As long as the complete graph is big enough, you will find that you get all of these things, no matter how randomly you colour them. But finding out “how big is big enough” is very difficult mathematically speaking as the numbers get insanely huge. As big as Graham’s Number, in fact.

So here’s the ultra-tough question that Graham was trying to solve.

**“Two-colour the diagonals of an N-dimensional hypercube. What is the smallest N such that there must exist a K**_{4} of one colour *whose vertices are coplanar*?"

Don’t waste time trying to crack it yourself... you’ll fail. Honest.
The answer to this question is yet to be found, but the man studying it, R. L. Graham, did the next best thing and came up with an upper limit. That upper limit is Graham’s Number.

According to the most recent set of studies, the solution for N is probably **6**.

Now there’s a nice number that the human mind can comprehend without melting. That’s nearly all from me, folks, I just want to round it off by saying that I hope that, when you go home and see your miserable little millions, billions, and googolplexes, you laugh, think of Graham’s Number, and realise that infinity is much, much bigger than most people imagine.

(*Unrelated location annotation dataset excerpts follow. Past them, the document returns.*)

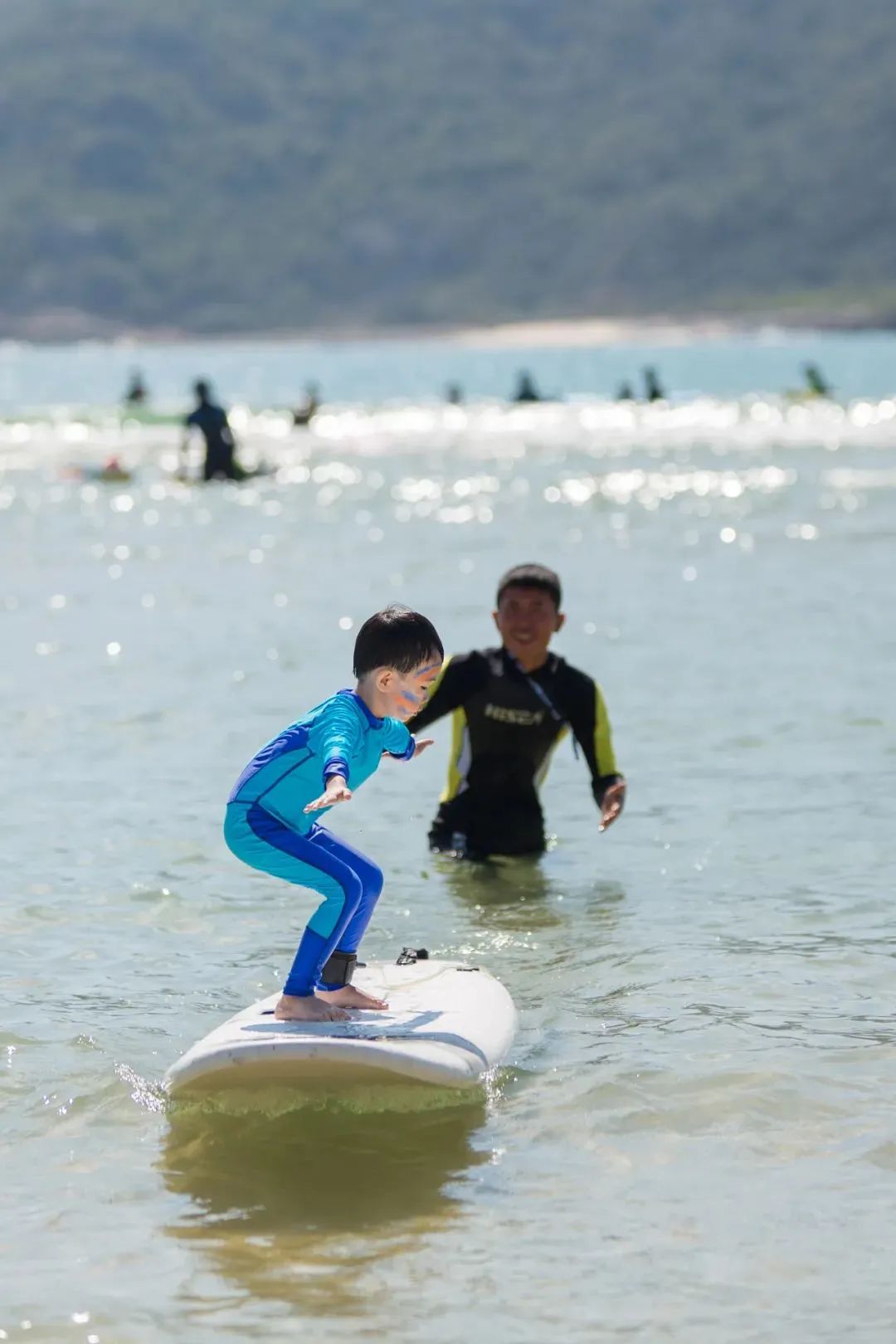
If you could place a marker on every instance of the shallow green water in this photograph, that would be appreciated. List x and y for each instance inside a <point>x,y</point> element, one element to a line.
<point>694,1137</point>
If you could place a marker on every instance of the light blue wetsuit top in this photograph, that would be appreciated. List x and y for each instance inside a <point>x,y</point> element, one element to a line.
<point>338,737</point>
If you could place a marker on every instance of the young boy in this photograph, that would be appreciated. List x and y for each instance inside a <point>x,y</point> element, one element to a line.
<point>338,745</point>
<point>511,706</point>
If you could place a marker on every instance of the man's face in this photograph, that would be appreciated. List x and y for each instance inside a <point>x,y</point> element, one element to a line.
<point>527,619</point>
<point>405,694</point>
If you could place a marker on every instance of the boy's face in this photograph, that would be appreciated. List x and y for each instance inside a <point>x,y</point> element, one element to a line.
<point>402,694</point>
<point>527,619</point>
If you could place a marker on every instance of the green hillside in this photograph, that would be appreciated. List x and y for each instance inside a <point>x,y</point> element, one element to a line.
<point>231,166</point>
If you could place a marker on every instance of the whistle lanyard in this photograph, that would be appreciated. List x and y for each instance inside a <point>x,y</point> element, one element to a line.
<point>546,699</point>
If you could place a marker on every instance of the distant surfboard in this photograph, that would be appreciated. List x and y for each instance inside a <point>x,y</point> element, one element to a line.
<point>448,1025</point>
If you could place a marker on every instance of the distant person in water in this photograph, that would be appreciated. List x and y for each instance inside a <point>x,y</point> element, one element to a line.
<point>305,413</point>
<point>212,421</point>
<point>653,392</point>
<point>525,388</point>
<point>136,392</point>
<point>816,382</point>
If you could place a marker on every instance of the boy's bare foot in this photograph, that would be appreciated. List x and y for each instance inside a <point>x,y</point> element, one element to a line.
<point>349,997</point>
<point>306,1008</point>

Thank you, and goodnight.

*A correction to Seqram's writings.*

*(Brackets are a total pain at this point, so please know that stuff like 3^4^5^2 should be taken to mean 3^(4^(5^2)) and NOT ((3^4)^5)^2. Just warning you.)*

*3^^1 = 3*

3^^2 = 3^3

3^^3 = 3^3^3

3^^4 = 3^3^3^3 etc.

*Therefore*

*3^^^3 = 3^^3^^3 = 3^^7,625,597,484,987 which is NOT 3^(7,625,597,484,987^7,625,597,484,987), but actually,*

*= 3^3^3^3^...^3^3*

*where there are 7,625,597,484,987 threes in the sequence. This sequence is called a power tower, and is pronounced "A power tower of seven trillion, six hundred and twenty-five billion, five hundred and ninety-seven million, four hundred and eighty-four thousand, nine hundred and eighty-seven threes". If you wrote it out, you’d have a 3, then another three just above it and to the right, then another one… until you had 7,625,597,484,987 threes in the tower. That, alone, would take even a machine a couple of years to do.*

*3^^^3 is already a monumentally big number. This number has no real-world equivalent at all. We left them all behind a long time ago. It’s impossible for a human mind to conceive of this number, though its construction (you know, the power tower) is just conceivable. Plus it can be (technically) be written out in a proper mathematical form. Where was I?*

*3^^^^3*

*Now this is a seriously big number, very, very much larger than 3^^^3 or indeed any other number you probably know about. If it wasn't a single step in the construction of Graham's Number then I wouldn't be surprised to find it was the largest number in the world.*

*3^^^^3*

= 3^^^3^^^3

= 3^^^(a power tower of 7,625,597,484,987 threes)

= 3^^3^^...^^3^^3^^3^^3 where there are 7,625,597,484,987 threes in the list.

= 3^^3^^...^^3^^3^^7,625,597,484,987

= 3^^3^^...^^3^^(a power tower of 7,625,597,484,987 threes)

*... If you keep expanding it you get*

*A power tower of (a power tower of (a power tower of… (a power tower of 7,625,597,484,987 threes) … threes) threes) threes*

*where there are 7,625,597,484,987 power towers. See arrow notation.*

*The remainder of the construction is as Seqram said.*

Thanks to krimson for setting me straight on some of this.